A Shorten Labor Government will help drought affected towns get back on track with a $20 million Regional Economic Development Fund, that will be used to help stimulate local economies and support local jobs.
New South Wales and Queensland have been battling severe drought, with parts of Western Queensland like Longreach, drought declared since 2013.
With no rain in sight, and hot and dry conditions predicted over spring and summer, the severe and harsh conditions are taking a terrible toll on farmers and their families.
As assistance to farmers is rolled out, drought-affected towns and their local economies dealing with the flow on effects of the drought will also need support to get back on track.
Labor will create a new $20 million fund to stimulate local economies and support local jobs. The Fund will continue the work of the existing Drought Communities Programme that the Government has failed to fund beyond this financial year, and be re-designed to provide local communities with the support they need.
This fund is a targeted investment, based on local knowledge, and will be directed to local government to invest in shovel-ready projects, but also towards diversifying and strengthening local economies for the future. This may include boosting local tourism opportunities and attracting new industries to the regions.
Labor knows the crucial role local councils play in the regions.

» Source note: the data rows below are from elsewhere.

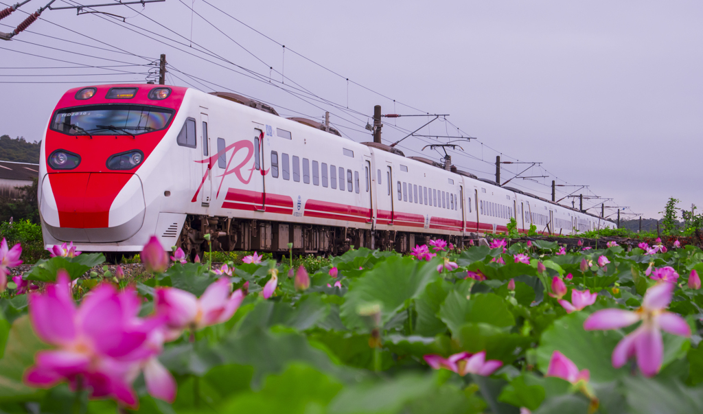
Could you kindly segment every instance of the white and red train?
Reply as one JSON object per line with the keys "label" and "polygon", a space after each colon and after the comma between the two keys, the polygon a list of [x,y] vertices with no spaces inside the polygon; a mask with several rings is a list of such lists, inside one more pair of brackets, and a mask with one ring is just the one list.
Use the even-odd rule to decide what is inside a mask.
{"label": "white and red train", "polygon": [[47,247],[406,252],[427,238],[570,234],[613,223],[226,93],[151,84],[68,91],[41,143]]}

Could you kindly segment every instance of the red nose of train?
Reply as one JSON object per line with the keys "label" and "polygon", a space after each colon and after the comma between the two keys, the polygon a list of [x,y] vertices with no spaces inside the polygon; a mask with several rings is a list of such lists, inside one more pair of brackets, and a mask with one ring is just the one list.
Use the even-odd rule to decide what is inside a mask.
{"label": "red nose of train", "polygon": [[51,235],[112,242],[141,228],[146,204],[139,172],[151,161],[185,91],[107,85],[64,95],[46,133],[47,174],[39,183],[39,211]]}

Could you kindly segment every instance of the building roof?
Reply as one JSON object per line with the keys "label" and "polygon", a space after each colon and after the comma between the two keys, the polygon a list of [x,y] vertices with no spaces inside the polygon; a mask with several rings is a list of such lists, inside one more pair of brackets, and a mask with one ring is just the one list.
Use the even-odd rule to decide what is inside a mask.
{"label": "building roof", "polygon": [[31,180],[39,176],[39,164],[29,162],[0,161],[0,179]]}

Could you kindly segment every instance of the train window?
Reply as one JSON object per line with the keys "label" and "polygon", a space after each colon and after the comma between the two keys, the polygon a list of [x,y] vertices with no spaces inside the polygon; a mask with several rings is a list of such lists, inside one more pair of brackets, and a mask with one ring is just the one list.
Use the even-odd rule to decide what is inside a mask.
{"label": "train window", "polygon": [[224,150],[226,144],[221,138],[217,138],[217,167],[220,168],[227,168],[227,153]]}
{"label": "train window", "polygon": [[[351,193],[352,191],[354,190],[354,188],[352,188],[352,170],[351,169],[347,169],[347,190],[349,191],[349,193]],[[359,187],[359,186],[357,186],[357,187]]]}
{"label": "train window", "polygon": [[[368,161],[367,161],[368,162]],[[368,166],[363,167],[364,178],[366,181],[366,193],[368,193]]]}
{"label": "train window", "polygon": [[280,138],[285,138],[285,139],[292,139],[292,137],[290,136],[290,133],[288,131],[284,131],[279,128],[276,129],[276,134]]}
{"label": "train window", "polygon": [[293,155],[293,181],[300,182],[300,158],[297,155]]}
{"label": "train window", "polygon": [[317,161],[312,162],[312,184],[313,186],[320,185],[320,164]]}
{"label": "train window", "polygon": [[283,179],[290,179],[290,166],[288,165],[288,155],[283,153],[280,155],[280,166],[283,169]]}
{"label": "train window", "polygon": [[198,143],[195,141],[195,119],[188,118],[186,119],[186,123],[183,124],[181,132],[178,133],[178,138],[176,138],[176,142],[181,147],[194,148],[198,146]]}
{"label": "train window", "polygon": [[271,152],[271,176],[278,178],[278,153]]}
{"label": "train window", "polygon": [[260,165],[259,160],[259,137],[257,136],[254,138],[254,169],[260,169]]}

Local councils know what the community needs to get back on track which is why we will work directly with them to fund projects.
Projects which could expect support under this fund include local road and street infrastructure, and small-scale capital developments like community facilities and sporting fields.
For example, the Palaszczuk Governments initiative to erect wild dog fencing around Western Queensland, which provided a big boost to the regions sheep industry, is exactly the sort of practical economic-boosting projects it is envisaged this fund will support.
This new fund is all about providing that extra bit of targeted assistance direct to local councils, harnessing the local ideas and know-how only held by those on the frontline of the drought.
Labor knows the strength and resilience of Australias rural and regional communities. Our regions have a bright future, and we want to ensure they have all the help they need to get back on track.